The major data breaches from retailers Target, Neiman Marcus, Michaels and TJX have rekindled the debate on not only updating credit cards and payment systems, but also legislation on data breach reporting. The goal is to hold retailers to the same standards of reporting that healthcare and financial institutions face. However, there are many obstacles in the way.
To begin, this position has been passed through Congress several times at the hands of intelligence, judiciary, and homeland security officials, but is often shot down. There are two main factors to the failure of these bills. First, all of the bills introduced to date are repetitions of previously failed ones. Second, there are questions regarding whether or not a federal mandate will overrule current state regulations. At the moment all states have current standards in place for this issue, but no two ones are the same. Finding a uniform law to cover all state regulations is proving to be a very difficult task.
This particular issue takes a less than traditional route through congress due to the legal complexity of technologies landscape. This issue gets support from all parties across the board, which is unusual, but it is rejected just the same. You have conservatives and liberals finally taking the same side on this position but still in disagreement overall.

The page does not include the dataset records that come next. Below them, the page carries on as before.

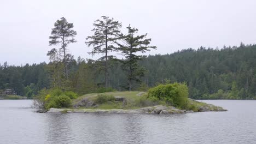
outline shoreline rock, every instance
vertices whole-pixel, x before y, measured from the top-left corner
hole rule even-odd
[[[213,109],[211,107],[203,106],[200,112],[202,111],[226,111],[220,107]],[[164,105],[155,105],[139,108],[138,109],[56,109],[51,108],[46,113],[149,113],[149,114],[177,114],[194,112],[191,110],[181,110],[173,106]]]

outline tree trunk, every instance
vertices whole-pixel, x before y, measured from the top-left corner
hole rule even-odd
[[[63,51],[64,52],[64,66],[65,67],[65,75],[66,75],[66,78],[67,80],[68,79],[68,70],[67,70],[67,61],[66,61],[66,46],[65,44],[65,39],[64,39],[64,35],[62,35],[62,49]]]
[[[106,50],[105,50],[105,88],[108,87],[108,27],[106,32]]]
[[[132,46],[131,45],[130,50],[130,58],[129,58],[130,62],[131,62],[131,56],[132,54]],[[132,87],[132,79],[131,79],[132,76],[132,66],[131,66],[131,63],[130,63],[130,65],[129,65],[129,71],[130,71],[129,91],[131,91],[131,89]]]

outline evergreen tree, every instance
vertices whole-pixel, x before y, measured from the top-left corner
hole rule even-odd
[[[58,50],[55,49],[55,51],[52,52],[60,52],[63,56],[65,74],[67,79],[68,79],[67,47],[69,44],[77,42],[74,39],[77,35],[77,32],[73,30],[73,27],[72,23],[69,23],[64,17],[62,17],[54,23],[54,28],[52,29],[51,32],[51,35],[49,37],[50,39],[49,41],[49,45],[57,44],[61,45],[61,48]]]
[[[144,76],[145,70],[139,65],[138,61],[144,57],[139,55],[137,52],[145,53],[150,51],[150,49],[156,49],[156,46],[149,46],[151,39],[146,39],[147,34],[135,35],[138,29],[131,28],[130,25],[127,27],[128,34],[122,35],[124,44],[118,44],[118,50],[124,54],[126,59],[121,61],[123,69],[127,72],[129,91],[132,88],[133,81],[139,81],[140,77]]]
[[[102,16],[101,19],[96,20],[93,25],[95,27],[92,30],[94,32],[94,34],[86,38],[88,41],[85,41],[85,44],[88,46],[93,46],[91,54],[104,54],[104,56],[100,58],[100,60],[104,61],[105,87],[107,88],[108,80],[108,60],[113,57],[113,56],[109,56],[108,53],[116,51],[114,43],[119,39],[119,28],[121,27],[121,23],[114,21],[113,18],[109,19],[108,16]]]

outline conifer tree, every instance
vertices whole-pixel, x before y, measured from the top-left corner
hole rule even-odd
[[[121,27],[121,23],[114,21],[113,18],[110,19],[108,16],[102,16],[100,20],[97,20],[93,23],[95,28],[92,31],[94,34],[86,38],[85,44],[88,46],[92,45],[94,47],[90,53],[104,53],[104,56],[99,59],[104,61],[104,67],[105,71],[105,87],[108,87],[108,60],[113,56],[109,56],[109,52],[116,51],[114,43],[119,39],[120,32],[119,28]]]
[[[137,52],[143,53],[150,51],[150,49],[155,49],[156,47],[149,45],[151,39],[146,38],[147,34],[135,35],[138,30],[135,28],[131,28],[130,25],[127,27],[127,29],[128,34],[122,34],[123,43],[118,43],[119,46],[118,50],[126,58],[126,59],[121,62],[123,63],[123,69],[127,73],[129,91],[131,91],[133,82],[139,82],[140,77],[144,76],[145,73],[144,68],[138,63],[138,62],[144,56],[140,55]]]
[[[64,17],[57,20],[54,23],[54,28],[52,28],[51,36],[49,37],[49,45],[60,44],[61,47],[59,50],[55,49],[56,52],[60,52],[63,56],[64,63],[65,74],[66,79],[68,79],[68,65],[67,62],[67,45],[70,43],[75,43],[74,37],[77,35],[77,32],[73,30],[74,26],[73,23],[69,23]],[[52,51],[53,52],[54,51]]]

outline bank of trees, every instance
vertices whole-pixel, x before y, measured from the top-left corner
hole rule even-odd
[[[145,91],[158,83],[187,83],[194,99],[255,99],[256,45],[201,47],[172,54],[149,55],[151,39],[130,26],[120,31],[121,23],[103,16],[93,23],[94,34],[85,44],[98,59],[86,59],[67,52],[75,42],[74,25],[64,17],[52,29],[48,55],[50,62],[22,66],[0,64],[0,89],[13,88],[18,94],[33,97],[43,88],[60,87],[79,95],[106,91]],[[69,51],[72,51],[70,50]],[[123,55],[118,59],[110,52]]]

Having a preemptive breach notification law at the federal level will allow these organizations to focus all of their attention and resources to one single regulation. As it stands, retailers who have stores in different states must know what each states law requires of them. Currently 46 states and the District of Columbia have passed their own state laws, this means nationwide retailers have to stay on top of 47 different laws as opposed to 1.
The National Retail Federation has apparently been asking for this bill for over a decade, but the bill can’t make it out of Congress. Part of the issue is some state attorney generals are worried that a federal law would make it more difficult for the individual state to pursue charges on the violators.
Clearly the retailers are asking for a better system, but Congress can’t seem to put something decent enough together to meet everyone’s needs. So, for now, things are looking like they will remain the same, but it sounds like there could be a major change on the horizon.